The effects of weathering on the strength and chemistry of Columbia River Basalts and their implications for Mars Exploration Rover Rock Abrasion Tool (RAT) results

Basalt physical properties such as compressive strength and density are directly linked to their chemistry and constitution; as weathering progresses, basalts gradually become weaker and transition from intact rock to saprolite and ultimately, to soil. Here we quantify the degree of weathering experienced by the Adirondack-class basalts at the Mars Exploration Rover Spirit site by performing comparative analyses on the strength and chemistry of a series of progressively weathered Columbia River Basalt (CRB) from western Idaho and eastern Washington. CRB samples were subjected to compressive strength tests, Rock Abrasion Tool grinds, neutron activation analysis, and inductively coupled plasma optical emission spectroscopy. Analyses of terrestrial basalts indicate linked strength-chemical changes, as expected.

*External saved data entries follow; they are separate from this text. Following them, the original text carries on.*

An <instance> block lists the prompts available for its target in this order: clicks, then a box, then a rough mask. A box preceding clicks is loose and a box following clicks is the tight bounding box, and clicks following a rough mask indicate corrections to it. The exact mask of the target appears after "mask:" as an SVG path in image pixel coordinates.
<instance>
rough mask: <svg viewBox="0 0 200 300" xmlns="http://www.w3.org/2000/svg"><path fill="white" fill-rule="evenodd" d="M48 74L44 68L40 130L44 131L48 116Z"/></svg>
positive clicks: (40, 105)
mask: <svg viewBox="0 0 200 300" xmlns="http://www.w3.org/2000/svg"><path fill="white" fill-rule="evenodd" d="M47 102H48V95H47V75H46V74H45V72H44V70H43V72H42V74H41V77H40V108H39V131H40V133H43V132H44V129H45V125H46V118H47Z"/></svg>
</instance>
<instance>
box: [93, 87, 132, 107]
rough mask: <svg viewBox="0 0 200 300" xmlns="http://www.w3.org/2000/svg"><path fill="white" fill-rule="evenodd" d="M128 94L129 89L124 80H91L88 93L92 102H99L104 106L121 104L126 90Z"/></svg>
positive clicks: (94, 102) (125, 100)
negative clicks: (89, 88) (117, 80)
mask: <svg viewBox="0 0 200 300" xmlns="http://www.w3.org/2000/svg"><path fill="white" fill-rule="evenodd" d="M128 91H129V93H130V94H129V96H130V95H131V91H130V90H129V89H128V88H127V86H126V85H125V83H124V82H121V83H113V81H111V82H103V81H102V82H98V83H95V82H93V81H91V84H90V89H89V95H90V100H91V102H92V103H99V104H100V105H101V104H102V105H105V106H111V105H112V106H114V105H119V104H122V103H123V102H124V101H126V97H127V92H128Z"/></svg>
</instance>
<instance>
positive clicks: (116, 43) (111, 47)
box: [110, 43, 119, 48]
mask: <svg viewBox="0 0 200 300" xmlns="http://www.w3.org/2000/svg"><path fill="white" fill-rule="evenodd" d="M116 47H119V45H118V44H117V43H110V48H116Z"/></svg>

Weathering sufficient to induce the loss of more than 50% of some cations (including >50% of MgO and MnO as well as ∼38% of Fe2O3 and 34% of CaO) was observed to weaken these samples by as much as 50% of their original strength. In comparison with the terrestrial samples, Adirondack-class basalts are most similar to the weakest basalt samples measured in terms of compressive strength, yet they do not exhibit a commensurate amount of chemical alteration. Since fluvial and lacustrine activity in Gusev crater appears to have been limited after the emplacement of flood basalt lavas, the observed weakness is likely attributable to thin-film weathering on exposed, displaced rocks in the Gusev plains (in addition to some likely shock effects). The results indicate that Adirondack-class basalts may possess a several mm-thick weak outer rind encasing an interior that is more pristine than otherwise indicated, and also suggest that long rock residence times may be the norm.